Nos próximos meses vai-se saber
se falou como Garibaldi, o combatente da Revolução Farroupilha, ou como Alves, o guardião
dos interesses de um clã que há
meio século disputa e partilha o
poder no Rio Grande do Norte. Se
falou como Alves, o Planalto terá
muito trabalho para satisfazer a
voracidade do PMDB.
O RONCO DA RUA
Uma frase do príncipe negro
Vernon Jordan mostra o tamanho do estrago que Barack Obama fez nas pretensões presidenciais de Hillary Clinton. Depois
da Superterça, ele disse: "É duro
disputar contra um movimento".
Vinda de outra pessoa, essa frase
seria banal, mas Jordan é um oráculo septuagenário. Entende de
movimento, pois participou das
campanhas para romper a segregação racial nas universidades,
nos anos 60. Tendo começado a
vida como chofer, tornou-se um
dos lobistas mais poderosos de
Washington, sócio do banco Lazard Freres e membro do conselho de administração de algumas
das maiores empresas do país.
Jordan conheceu Hillary Clinton em 1969 (antes de Bill), e é
um dos melhores amigos do casal, mesmo tendo arrumado um
emprego para Monica Lewinsky,
numa tentativa de selar seus lábios. Nos anos 70, passeou o desconhecido Clinton pelo seu círculo de amizades em Washington. Em 2003, fez a mesma coisa
com Barack Obama, candidato ao
Senado.
O príncipe apóia Hillary, diz
que "ela é minha amiga, e eu não
troco amizade por raça", mas está
ouvindo o ronco da rua.
ESCOLHA TUCANA
O governador José Serra pode escolher entre dois caminhos: copia rápido a ferramenta de transparência do portal da
Controladoria Geral da União e
mostra as minúcias das despesas feitas com o uso de cartões
de plástico por seu governo.
(São Paulo movimentou R$ 108
milhões, contra R$ 77 milhões
de Brasília.) Se preferir, replica
o padrão de prepotência adotado pelo comissariado federal
em 2004. O preço desse tipo de
conduta está na vitrine.
Ao contrário do que sucedia
na cúpula federal, o primeiro
escalão do governo paulista não
têm cartões. Mais um motivo
para botar as contas na internet. Parece piada a explicação
do secretário da Fazenda de
Serra, Mauro Ricardo Costa,
lembrando que os curiosos podem requerer informações ao
governo. Que tal começar contando o que foi comprado por
R$ 977 na Presentes Mickey?
EREMILDO, O IDIOTA
Eremildo é um idiota, fez um
estágio no jornal "Granma", do
comandante Fidel, e acredita
que um dia conseguirá trabalhar numa redação dirigida pelo comissário Tarso Genro.

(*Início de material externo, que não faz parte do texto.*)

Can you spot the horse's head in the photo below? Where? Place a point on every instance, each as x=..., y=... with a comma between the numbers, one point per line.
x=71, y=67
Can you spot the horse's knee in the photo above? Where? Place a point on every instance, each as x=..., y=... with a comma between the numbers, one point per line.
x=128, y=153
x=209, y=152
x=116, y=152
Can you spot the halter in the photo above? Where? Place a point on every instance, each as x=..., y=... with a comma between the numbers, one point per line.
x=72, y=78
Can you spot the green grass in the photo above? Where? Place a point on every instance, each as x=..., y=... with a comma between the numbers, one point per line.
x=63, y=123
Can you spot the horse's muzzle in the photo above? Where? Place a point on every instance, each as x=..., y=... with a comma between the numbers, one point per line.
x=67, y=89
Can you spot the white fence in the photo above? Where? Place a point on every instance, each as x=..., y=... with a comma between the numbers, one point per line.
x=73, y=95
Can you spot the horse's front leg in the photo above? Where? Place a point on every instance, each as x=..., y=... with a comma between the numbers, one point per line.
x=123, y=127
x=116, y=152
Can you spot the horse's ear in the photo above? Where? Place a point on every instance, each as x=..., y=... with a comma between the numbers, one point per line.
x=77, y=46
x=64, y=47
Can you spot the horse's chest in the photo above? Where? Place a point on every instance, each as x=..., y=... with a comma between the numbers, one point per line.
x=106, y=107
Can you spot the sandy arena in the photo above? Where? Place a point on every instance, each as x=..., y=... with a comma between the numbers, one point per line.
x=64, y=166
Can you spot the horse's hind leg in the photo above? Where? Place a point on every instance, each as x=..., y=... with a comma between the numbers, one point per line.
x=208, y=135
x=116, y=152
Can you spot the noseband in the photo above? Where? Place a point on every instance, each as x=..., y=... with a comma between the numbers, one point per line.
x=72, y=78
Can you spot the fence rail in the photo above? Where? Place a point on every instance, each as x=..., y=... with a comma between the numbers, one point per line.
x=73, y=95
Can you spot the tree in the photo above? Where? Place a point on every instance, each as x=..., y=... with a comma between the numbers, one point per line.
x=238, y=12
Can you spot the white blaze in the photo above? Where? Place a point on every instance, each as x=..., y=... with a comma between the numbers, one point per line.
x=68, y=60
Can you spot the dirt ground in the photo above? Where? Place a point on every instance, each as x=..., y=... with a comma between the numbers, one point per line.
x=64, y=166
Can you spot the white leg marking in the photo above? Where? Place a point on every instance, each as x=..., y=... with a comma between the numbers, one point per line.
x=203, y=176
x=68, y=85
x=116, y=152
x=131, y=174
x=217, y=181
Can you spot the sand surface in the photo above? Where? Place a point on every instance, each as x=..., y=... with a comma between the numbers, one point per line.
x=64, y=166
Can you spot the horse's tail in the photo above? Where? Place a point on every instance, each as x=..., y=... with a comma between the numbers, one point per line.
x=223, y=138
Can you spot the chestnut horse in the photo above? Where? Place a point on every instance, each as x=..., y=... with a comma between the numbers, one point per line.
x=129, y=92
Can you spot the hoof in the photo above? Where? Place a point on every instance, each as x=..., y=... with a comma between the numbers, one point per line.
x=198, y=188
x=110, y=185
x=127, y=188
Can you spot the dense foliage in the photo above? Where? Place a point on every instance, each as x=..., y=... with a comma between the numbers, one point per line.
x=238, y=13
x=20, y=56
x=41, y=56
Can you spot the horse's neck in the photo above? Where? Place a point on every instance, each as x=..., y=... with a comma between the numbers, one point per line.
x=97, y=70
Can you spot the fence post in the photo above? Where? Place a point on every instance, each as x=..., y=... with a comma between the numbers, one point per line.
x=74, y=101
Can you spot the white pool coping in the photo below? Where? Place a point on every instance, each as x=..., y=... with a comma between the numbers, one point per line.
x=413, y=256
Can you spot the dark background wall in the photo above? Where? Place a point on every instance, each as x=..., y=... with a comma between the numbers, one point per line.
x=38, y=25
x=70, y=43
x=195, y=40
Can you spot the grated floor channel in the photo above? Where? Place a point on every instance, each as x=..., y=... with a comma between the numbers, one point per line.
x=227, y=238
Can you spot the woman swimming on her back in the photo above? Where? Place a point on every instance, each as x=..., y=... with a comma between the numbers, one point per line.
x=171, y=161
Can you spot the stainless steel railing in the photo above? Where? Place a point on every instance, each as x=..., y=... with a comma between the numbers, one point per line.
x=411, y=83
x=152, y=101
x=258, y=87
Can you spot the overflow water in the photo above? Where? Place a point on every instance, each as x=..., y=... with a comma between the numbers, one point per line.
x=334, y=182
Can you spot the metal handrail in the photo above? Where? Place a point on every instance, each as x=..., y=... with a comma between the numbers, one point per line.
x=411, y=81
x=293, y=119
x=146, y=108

De sua cadeira de ministro da
Justiça, ele deu um parecer sobre a farra dos cartões e disse
que "essa cobertura está completamente equivocada. O que
permitiu a detecção do problema foi a transparência do governo. Não podem transformar
isso em culpabilidade". O idiota
acha que a verdadeira origem
do problema esteve na prática
da malfeitoria. Há milhares de
pessoas nas penitenciárias nacionais prontas para explicar
ao ministro da Justiça que,
mesmo tendo ofendido a lei, foram prejudicadas por "coberturas equivocadas".